Of the 30 participants initially accrued, 25 were included in the analysis. Those 25 patients had 33 tumors between them. One patient was excluded due to lack of compliance, 1 was excluded due to the lack of medication refrigeration, 1 was excluded from treatment due to abnormal baseline safety labs, 1 withdrew from the trial due to AEs, and 1 withdrew due to time commitments.

The ORR 69.7%(90% CI, 54%–82.5%). The average change in the longest tumor diameter was 62.3%. No reported tumors increased in diameter. Superficial BCC responded best to treatment, with an ORR of 100%. The ORR for nodular BCC was 68.2% and 66.7% for infiltrative BCC. Micronodular BCC did not respond to treatment. ORR also depended on if the site was sun-exposed. For example, the ORR for non-sun-exposed sites was 63.6% compared to 81.8% for those that were sun-exposed. Initial tumor diameter had no effect on ORR.

Nearly 55% of tumors demonstrated complete histologic resolution of BCC while 45.2% contained microscopic residual tumor. The mean compliance per tumor was 95%. The change in tumor longest diameter ORR was 51.1% (90% CI, 38%–64.1%; five partial responses and 18 complete responses. The average decrease was 52.5%. Twenty-one of 35 evaluable tumors demonstrated complete histologic resolution. The mean tumor compliance was 85%.

In terms of safety, no serious or symptomatic AEs were reported. The most common AE was a localized eczematous reaction at the application site. In total, 27 episodes were reported, with a mean duration of 64.4 days. Most of these reactions were grade 2, with 5 grade 1 events, and 1 grade 3 event. Four patients suspended treatment between 1 day to 2 weeks due to the reaction. Six episodes of pain at the site of drug application were reported. Four of these events were grade 1 and 2 ere grade 2. Two patients were required to temporarily suspend treatment. The rate of any-grade AEs was 90%. Of the 3 participants who did not experience any AEs, 1 had not been given treatment and 1 was less than 70% compliant.
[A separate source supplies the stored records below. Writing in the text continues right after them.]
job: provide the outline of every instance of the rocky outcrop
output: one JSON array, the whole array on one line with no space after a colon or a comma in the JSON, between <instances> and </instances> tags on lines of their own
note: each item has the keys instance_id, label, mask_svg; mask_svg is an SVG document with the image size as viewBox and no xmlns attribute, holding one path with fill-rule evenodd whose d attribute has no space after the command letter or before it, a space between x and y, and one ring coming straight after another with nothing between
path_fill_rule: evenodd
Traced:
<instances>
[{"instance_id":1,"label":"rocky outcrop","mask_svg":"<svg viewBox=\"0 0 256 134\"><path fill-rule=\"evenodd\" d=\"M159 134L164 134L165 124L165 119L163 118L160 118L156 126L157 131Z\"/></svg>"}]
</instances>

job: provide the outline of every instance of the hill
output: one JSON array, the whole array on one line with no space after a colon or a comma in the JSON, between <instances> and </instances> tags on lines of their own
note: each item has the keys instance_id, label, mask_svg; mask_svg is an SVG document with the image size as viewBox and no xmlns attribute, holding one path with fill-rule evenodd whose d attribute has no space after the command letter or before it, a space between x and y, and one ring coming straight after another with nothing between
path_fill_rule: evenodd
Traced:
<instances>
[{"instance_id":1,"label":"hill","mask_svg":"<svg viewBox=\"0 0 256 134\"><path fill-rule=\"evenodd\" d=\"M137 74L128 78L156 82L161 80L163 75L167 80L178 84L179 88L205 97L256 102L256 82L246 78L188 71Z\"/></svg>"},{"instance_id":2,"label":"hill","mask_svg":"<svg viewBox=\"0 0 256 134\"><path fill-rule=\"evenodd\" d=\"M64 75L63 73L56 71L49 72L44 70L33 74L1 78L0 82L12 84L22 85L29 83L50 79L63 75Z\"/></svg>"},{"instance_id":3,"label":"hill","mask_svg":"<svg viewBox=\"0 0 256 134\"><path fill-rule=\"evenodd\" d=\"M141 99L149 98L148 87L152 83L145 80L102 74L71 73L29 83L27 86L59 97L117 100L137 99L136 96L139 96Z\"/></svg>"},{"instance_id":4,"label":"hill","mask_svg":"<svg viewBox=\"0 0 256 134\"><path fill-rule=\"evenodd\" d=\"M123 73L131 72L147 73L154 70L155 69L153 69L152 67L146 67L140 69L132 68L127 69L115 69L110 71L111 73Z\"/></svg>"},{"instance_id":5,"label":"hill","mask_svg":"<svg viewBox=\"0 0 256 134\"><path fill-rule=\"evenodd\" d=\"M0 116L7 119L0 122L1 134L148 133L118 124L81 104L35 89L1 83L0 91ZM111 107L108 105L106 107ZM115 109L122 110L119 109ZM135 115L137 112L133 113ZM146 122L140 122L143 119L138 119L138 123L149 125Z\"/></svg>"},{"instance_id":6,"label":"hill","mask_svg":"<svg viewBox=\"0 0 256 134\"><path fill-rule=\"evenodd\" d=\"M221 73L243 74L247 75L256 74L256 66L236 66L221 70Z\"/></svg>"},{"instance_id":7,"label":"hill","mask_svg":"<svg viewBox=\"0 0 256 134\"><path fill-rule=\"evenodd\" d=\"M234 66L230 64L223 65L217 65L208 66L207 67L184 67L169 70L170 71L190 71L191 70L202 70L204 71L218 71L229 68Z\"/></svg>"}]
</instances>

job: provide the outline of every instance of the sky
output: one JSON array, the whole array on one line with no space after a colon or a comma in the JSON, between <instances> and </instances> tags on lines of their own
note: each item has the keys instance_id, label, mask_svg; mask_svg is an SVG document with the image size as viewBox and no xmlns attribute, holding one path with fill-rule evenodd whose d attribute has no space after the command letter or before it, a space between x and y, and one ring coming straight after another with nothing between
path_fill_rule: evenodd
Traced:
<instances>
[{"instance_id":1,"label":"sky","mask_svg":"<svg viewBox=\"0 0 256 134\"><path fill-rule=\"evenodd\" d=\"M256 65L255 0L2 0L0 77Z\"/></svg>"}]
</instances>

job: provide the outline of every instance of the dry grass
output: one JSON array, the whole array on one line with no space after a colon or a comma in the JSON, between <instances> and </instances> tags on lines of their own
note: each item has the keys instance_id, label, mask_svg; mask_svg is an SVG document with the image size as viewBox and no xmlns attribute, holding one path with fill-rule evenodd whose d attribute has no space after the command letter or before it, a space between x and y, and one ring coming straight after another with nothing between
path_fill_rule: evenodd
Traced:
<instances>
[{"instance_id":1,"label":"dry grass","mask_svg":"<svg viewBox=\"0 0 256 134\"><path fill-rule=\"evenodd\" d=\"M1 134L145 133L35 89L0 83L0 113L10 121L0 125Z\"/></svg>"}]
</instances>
“Our study also showed remetinostat’s clinical efficacy against nodular BCC, one of the more common BCC subtypes,” Sarin added. “An ideal therapeutic for BCC should treat both nodular and superficial BCCs, and ideally the other subtypes as well.”

REFERENCES:

1. Kilgour J, Shah A, Urman N, et al. Phase II open-label, single-arm trial to investigate the efficacy and safety of topical remetinostat gel in patients with basal cell carcinoma. Clin Cancer Res. 2021; 27(17):4717-4725. DOI: 10.1158/1078-0432.CCR-21-0560.

2. Topical remetinostat in treating patient with cutaneous basal cell cancer. ClincalTrials.gov. Accessed September 13, 2021. https://bit.ly/3C7duQT.

3. Remetinostat, a topical therapy that works by inhibiting the expression of cancer-promoting genes, could reduce the need for surgical removal of many subtypes of basal cell carcinoma lesions. News release. American Association for Cancer Research. Accessed September 13, 2021.